Princess Cristina of Spain will appear in court on February 8.
Princess Cristina of Spain will appear in court on February 8. David Ramos (Getty Images)

The police recommend that Princess Cristina be driven right to the door of the court building in Palma de Mallorca on February 8, when she is due to be questioned by Judge José Castro as an official suspect in the so-called Nóos Institute probe into alleged tax fraud, money-laundering and misappropriation of public funds, a judicial source said Thursday.

The alternative would be for her to face the public gauntlet and walk down the ramp that leads to the court building. Her husband, Iñaki Urdangarin, chose the latter option even though he was offered the possibility of arriving by car when he was questioned in the same court over the same case. The final decision on the arrangements for Cristina's appearance will be taken by a senior judge in the Balearic Islands.

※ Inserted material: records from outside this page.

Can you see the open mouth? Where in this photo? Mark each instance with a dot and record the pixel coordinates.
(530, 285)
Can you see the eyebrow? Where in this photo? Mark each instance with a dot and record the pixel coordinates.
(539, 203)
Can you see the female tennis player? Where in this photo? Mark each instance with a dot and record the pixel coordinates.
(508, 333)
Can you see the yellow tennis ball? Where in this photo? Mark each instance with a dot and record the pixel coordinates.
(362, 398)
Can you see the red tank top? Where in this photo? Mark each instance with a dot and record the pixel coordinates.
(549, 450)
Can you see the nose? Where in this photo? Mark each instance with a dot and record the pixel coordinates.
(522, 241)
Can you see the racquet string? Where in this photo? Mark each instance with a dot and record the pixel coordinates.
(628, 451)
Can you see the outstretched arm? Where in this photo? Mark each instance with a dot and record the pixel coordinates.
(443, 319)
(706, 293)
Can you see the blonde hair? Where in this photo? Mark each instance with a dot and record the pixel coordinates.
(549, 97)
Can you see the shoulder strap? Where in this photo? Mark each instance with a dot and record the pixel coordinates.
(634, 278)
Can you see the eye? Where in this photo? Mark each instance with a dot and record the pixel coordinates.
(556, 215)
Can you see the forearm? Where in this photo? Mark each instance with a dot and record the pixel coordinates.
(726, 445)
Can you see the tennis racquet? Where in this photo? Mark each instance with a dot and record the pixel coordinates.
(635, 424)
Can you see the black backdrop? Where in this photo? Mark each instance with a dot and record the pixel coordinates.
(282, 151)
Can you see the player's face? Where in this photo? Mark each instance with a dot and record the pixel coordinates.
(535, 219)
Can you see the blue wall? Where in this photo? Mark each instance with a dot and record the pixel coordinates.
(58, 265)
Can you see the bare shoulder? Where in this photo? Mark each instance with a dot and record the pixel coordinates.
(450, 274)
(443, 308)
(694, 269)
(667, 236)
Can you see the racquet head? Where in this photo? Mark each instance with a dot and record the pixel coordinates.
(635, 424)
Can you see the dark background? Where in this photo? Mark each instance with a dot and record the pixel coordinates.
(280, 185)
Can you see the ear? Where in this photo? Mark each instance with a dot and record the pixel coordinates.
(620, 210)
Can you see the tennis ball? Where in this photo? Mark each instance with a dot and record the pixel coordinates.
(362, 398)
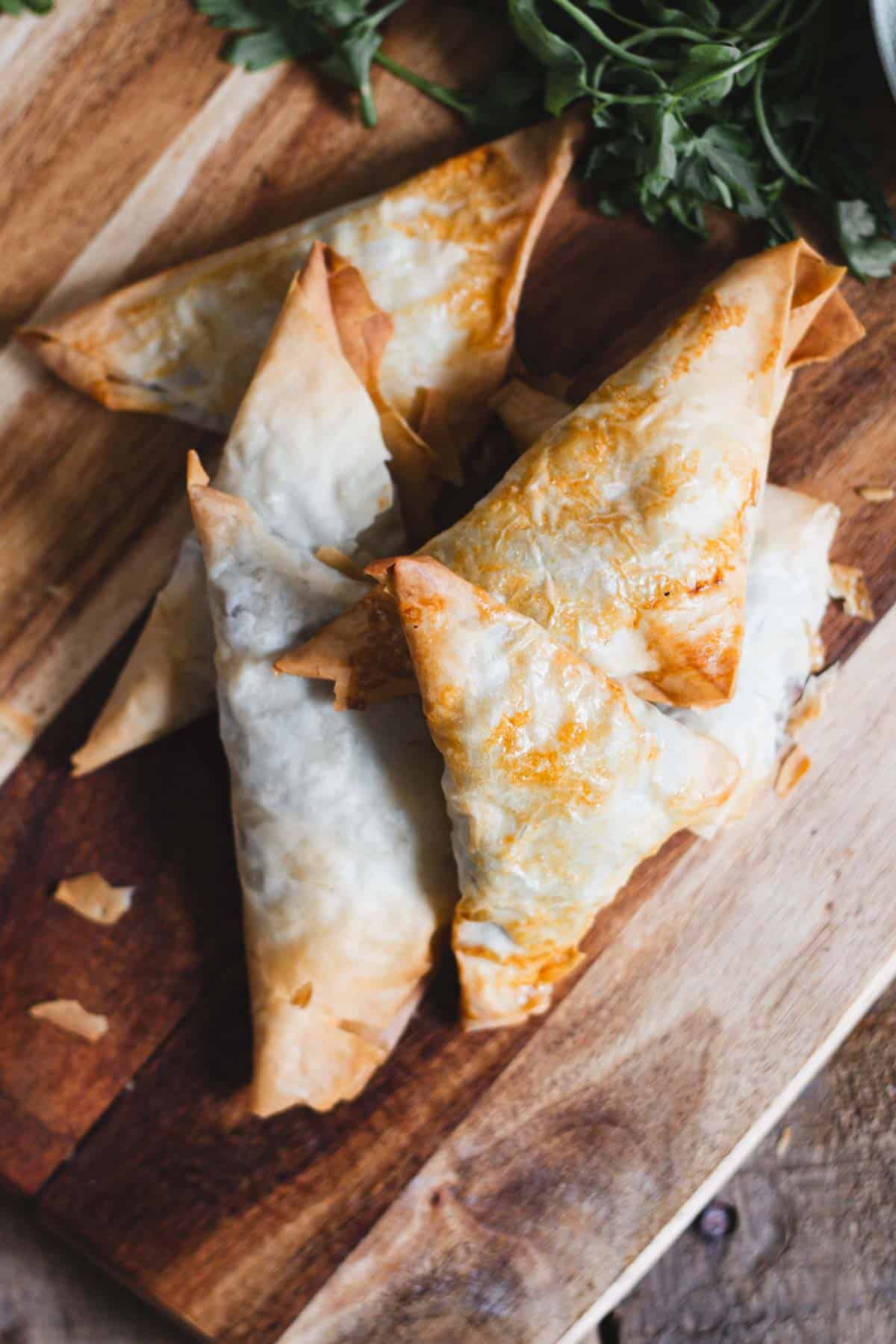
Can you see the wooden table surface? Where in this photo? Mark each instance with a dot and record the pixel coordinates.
(119, 101)
(812, 1260)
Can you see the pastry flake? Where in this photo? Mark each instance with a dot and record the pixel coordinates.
(69, 1015)
(848, 586)
(90, 895)
(558, 783)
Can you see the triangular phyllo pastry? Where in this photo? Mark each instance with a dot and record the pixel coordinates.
(558, 783)
(341, 836)
(786, 600)
(307, 450)
(788, 591)
(626, 529)
(445, 255)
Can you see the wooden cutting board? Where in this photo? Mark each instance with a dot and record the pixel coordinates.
(507, 1186)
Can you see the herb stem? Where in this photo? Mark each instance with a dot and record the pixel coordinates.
(771, 144)
(721, 72)
(600, 35)
(441, 93)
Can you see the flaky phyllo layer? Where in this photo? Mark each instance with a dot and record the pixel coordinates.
(558, 783)
(444, 257)
(626, 529)
(340, 827)
(341, 835)
(788, 589)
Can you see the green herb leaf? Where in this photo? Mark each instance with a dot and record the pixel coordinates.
(868, 252)
(692, 102)
(16, 7)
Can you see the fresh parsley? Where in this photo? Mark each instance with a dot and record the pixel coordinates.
(16, 7)
(739, 105)
(694, 105)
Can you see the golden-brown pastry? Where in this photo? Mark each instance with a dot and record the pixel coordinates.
(307, 450)
(626, 529)
(558, 783)
(445, 255)
(341, 833)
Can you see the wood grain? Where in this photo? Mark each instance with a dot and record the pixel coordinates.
(650, 1071)
(143, 151)
(812, 1256)
(90, 502)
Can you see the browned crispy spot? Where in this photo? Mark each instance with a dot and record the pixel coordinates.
(363, 652)
(848, 586)
(793, 768)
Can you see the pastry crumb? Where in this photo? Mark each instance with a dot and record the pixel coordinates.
(785, 1140)
(73, 1018)
(793, 768)
(19, 724)
(92, 897)
(876, 494)
(848, 586)
(339, 561)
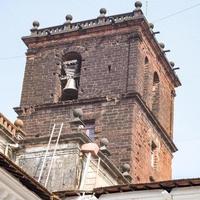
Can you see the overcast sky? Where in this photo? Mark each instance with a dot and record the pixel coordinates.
(179, 26)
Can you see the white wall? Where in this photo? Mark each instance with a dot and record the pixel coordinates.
(11, 189)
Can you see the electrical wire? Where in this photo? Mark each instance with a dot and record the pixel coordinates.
(176, 13)
(12, 57)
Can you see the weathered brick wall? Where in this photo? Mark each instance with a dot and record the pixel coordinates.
(113, 63)
(41, 81)
(145, 74)
(144, 132)
(113, 121)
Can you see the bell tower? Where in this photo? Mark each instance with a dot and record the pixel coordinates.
(114, 69)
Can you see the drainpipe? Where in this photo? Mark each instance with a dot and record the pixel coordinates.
(166, 195)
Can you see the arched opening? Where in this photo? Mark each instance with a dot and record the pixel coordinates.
(146, 60)
(155, 94)
(70, 75)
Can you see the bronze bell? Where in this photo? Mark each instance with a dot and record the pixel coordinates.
(70, 90)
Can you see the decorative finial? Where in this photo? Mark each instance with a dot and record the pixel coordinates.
(172, 64)
(36, 24)
(103, 12)
(19, 123)
(68, 19)
(151, 26)
(162, 45)
(138, 5)
(104, 142)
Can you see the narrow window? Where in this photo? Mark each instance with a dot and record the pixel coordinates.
(155, 94)
(70, 76)
(146, 78)
(90, 129)
(153, 155)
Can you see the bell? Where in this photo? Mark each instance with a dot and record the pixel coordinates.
(70, 90)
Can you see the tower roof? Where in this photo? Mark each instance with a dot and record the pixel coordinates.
(100, 24)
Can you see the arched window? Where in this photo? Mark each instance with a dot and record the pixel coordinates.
(146, 78)
(155, 94)
(70, 75)
(146, 60)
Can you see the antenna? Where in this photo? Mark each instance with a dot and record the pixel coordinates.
(147, 7)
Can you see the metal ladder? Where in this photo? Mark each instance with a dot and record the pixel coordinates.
(86, 172)
(56, 128)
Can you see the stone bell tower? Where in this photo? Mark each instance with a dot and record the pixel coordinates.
(114, 69)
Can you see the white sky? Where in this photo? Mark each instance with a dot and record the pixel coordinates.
(180, 33)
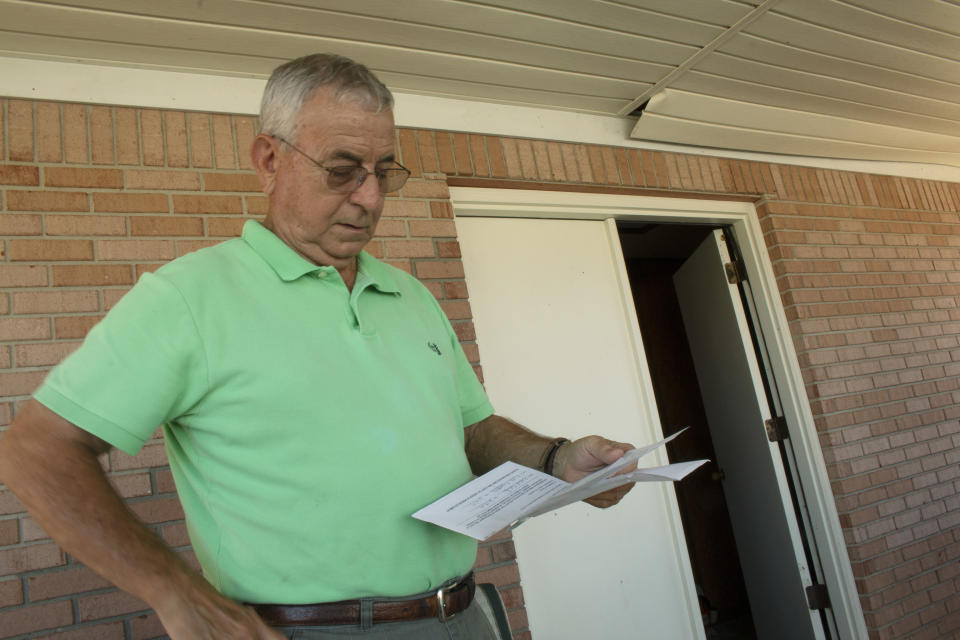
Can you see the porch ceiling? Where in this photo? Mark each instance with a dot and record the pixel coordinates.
(863, 79)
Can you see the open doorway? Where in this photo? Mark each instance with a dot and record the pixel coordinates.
(653, 253)
(561, 345)
(744, 536)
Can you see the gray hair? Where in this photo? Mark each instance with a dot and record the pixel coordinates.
(292, 83)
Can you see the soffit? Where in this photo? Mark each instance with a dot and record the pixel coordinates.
(864, 79)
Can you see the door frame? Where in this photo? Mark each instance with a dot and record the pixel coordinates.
(741, 217)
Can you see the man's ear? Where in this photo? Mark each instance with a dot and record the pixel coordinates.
(264, 153)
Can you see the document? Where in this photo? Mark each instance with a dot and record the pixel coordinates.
(510, 494)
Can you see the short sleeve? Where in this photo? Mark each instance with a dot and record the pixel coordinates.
(143, 365)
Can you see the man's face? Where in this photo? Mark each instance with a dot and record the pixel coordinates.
(326, 227)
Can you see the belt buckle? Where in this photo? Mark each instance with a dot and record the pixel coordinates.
(441, 607)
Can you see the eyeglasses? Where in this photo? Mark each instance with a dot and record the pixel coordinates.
(348, 178)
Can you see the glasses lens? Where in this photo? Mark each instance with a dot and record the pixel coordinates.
(343, 178)
(391, 180)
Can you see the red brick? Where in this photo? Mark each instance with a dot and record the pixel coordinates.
(223, 149)
(35, 618)
(409, 155)
(151, 136)
(131, 202)
(101, 135)
(151, 455)
(19, 175)
(231, 182)
(207, 204)
(135, 249)
(459, 310)
(43, 354)
(76, 148)
(90, 274)
(20, 130)
(456, 289)
(158, 510)
(165, 226)
(9, 534)
(49, 139)
(428, 151)
(246, 128)
(440, 269)
(11, 592)
(161, 180)
(448, 249)
(405, 209)
(67, 327)
(388, 228)
(186, 246)
(67, 582)
(409, 249)
(112, 296)
(175, 125)
(146, 627)
(256, 205)
(108, 605)
(227, 227)
(47, 201)
(507, 574)
(10, 504)
(20, 384)
(24, 329)
(201, 142)
(478, 153)
(440, 209)
(128, 140)
(21, 224)
(30, 558)
(44, 250)
(176, 535)
(108, 631)
(86, 225)
(27, 302)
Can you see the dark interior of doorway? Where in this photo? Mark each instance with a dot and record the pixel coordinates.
(653, 252)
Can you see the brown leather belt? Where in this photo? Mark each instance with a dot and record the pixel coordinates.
(443, 604)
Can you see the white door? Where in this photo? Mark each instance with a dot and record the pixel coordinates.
(764, 524)
(560, 352)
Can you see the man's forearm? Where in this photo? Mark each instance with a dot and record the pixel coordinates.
(52, 466)
(61, 483)
(495, 440)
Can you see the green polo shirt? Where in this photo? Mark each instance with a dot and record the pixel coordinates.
(303, 422)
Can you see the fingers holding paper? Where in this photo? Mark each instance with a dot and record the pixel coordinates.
(578, 459)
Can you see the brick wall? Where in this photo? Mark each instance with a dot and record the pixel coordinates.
(867, 265)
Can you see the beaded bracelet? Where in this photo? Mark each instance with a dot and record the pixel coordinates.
(552, 454)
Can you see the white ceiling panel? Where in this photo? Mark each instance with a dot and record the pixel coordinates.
(862, 79)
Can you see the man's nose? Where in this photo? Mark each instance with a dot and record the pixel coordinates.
(368, 193)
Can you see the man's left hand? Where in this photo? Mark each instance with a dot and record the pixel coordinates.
(579, 458)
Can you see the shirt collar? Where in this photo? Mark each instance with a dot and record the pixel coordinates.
(290, 265)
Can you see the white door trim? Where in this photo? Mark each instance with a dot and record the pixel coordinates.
(742, 217)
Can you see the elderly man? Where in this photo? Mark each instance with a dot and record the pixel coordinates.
(312, 398)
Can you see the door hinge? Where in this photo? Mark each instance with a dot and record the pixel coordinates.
(777, 429)
(735, 272)
(817, 597)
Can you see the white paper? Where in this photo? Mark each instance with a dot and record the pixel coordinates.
(512, 493)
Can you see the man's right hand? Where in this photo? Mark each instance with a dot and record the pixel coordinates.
(201, 613)
(52, 466)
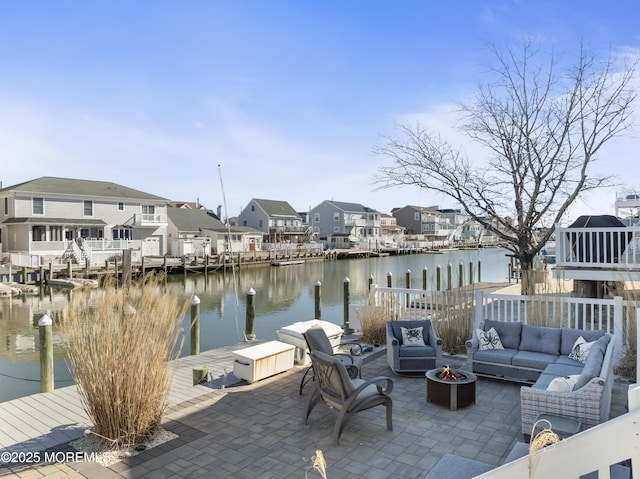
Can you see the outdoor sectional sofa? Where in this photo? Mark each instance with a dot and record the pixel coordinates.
(538, 355)
(403, 357)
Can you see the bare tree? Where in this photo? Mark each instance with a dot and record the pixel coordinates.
(542, 127)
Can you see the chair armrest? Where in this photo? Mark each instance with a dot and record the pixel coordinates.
(356, 347)
(378, 379)
(350, 357)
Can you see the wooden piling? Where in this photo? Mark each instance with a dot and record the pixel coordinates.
(317, 296)
(251, 315)
(195, 326)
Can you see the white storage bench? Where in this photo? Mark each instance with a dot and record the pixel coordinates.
(263, 360)
(292, 334)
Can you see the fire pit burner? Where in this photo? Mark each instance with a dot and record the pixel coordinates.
(450, 387)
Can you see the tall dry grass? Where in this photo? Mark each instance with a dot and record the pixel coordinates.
(118, 348)
(373, 320)
(453, 319)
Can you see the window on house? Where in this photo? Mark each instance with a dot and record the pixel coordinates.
(88, 207)
(37, 233)
(38, 206)
(56, 233)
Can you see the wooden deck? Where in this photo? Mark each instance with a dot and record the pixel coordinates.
(40, 421)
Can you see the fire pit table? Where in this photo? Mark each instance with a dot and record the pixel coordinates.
(451, 387)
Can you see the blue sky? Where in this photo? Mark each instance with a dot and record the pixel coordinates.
(288, 97)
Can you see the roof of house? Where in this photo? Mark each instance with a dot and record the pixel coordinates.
(188, 220)
(194, 221)
(352, 207)
(276, 208)
(88, 188)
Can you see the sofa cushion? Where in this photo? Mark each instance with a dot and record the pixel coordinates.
(488, 339)
(417, 352)
(581, 349)
(532, 359)
(540, 339)
(563, 384)
(500, 356)
(543, 381)
(412, 336)
(561, 369)
(565, 360)
(414, 323)
(569, 336)
(509, 332)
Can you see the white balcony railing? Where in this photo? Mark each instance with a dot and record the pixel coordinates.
(611, 248)
(149, 219)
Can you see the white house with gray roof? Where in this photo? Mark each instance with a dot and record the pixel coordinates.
(340, 218)
(198, 232)
(279, 222)
(57, 218)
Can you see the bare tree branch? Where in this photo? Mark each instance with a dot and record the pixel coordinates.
(542, 127)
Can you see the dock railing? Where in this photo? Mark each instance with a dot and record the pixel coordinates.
(598, 448)
(612, 315)
(611, 248)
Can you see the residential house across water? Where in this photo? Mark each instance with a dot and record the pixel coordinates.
(51, 219)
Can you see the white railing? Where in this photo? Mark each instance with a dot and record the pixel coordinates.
(595, 449)
(24, 259)
(47, 246)
(104, 244)
(149, 219)
(617, 248)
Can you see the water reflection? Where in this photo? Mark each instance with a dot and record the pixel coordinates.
(283, 295)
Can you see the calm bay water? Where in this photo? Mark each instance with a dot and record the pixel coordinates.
(284, 295)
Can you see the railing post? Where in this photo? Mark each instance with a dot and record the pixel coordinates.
(618, 327)
(317, 296)
(347, 329)
(46, 353)
(637, 343)
(478, 313)
(251, 315)
(195, 325)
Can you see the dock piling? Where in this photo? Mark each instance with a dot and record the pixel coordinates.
(251, 315)
(45, 327)
(195, 326)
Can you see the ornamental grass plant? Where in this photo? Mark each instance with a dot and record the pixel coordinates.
(373, 320)
(118, 347)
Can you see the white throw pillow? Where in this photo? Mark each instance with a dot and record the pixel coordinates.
(580, 349)
(563, 384)
(488, 339)
(412, 336)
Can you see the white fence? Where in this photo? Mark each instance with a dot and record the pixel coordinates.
(597, 448)
(617, 248)
(611, 315)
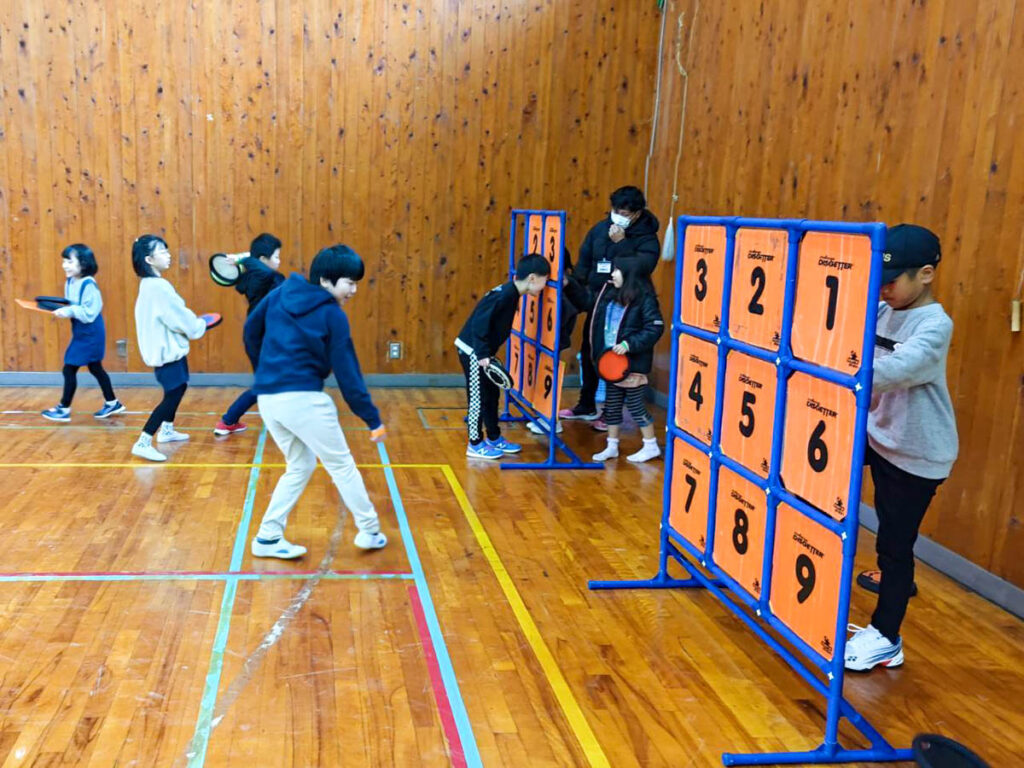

Urdangarin and his former business partner, Diego Torres, are suspected of having siphoned off millions of euros through the now defunct not-for-profit Nóos Institute by organizing public events for the Valencia and Balearic regional governments. Part of those funds are believed to have been diverted to the accounts of the Aizoon real estate company jointly owned by Urdangarin and the infanta. Castro believes the princess used some of those funds for personal reasons and declared them as tax deductible against Aizoon's income.

Cristina's testimony will be recorded but no visual images of the interrogation will be made. Judge Castro has also barred anyone from entering the court with any form of recording devices, mobile phones, tablets or laptops. A transcript of her testimony will be made and sent to the concerned parties in the case.

The princess will be obliged to leave her personal electronic devices with the police

The princess will also be obliged to leave her personal electronic devices with the police and pass through the metal detector at the entrance to the court building.

The anticorruption state attorney in the Balearics, Pedro Horrach, has opposed Judge Castro's decision to subpoena Cristina, arguing that his colleague is pursuing her for who she is, not what she has done.

Horrach successfully petitioned Castro to seek testimony from three tax inspectors who wrote a report exonerating the princess of any involvement in the business affairs of her husband, the Duke of Palma.

However, the anticorruption prosecutor's office has rejected a request from Diego Torres for Justice Minister Alberto Ruiz-Gallardón to appear as a witness in the Nóos case. Torres claimed there was a "personal relationship" between Urdangarin and Gallardón and that the justice minister had knowledge of Nóos's business activities.

Attorney General Eduardo Torres-Dulce has also come out against pursuing Cristina, but on Thursday offered his support to Judge Castro. Torres-Dulce said "despite the differences" with Castro, his office has "always respected his decisions and he will logically always have the support of someone who defends the law."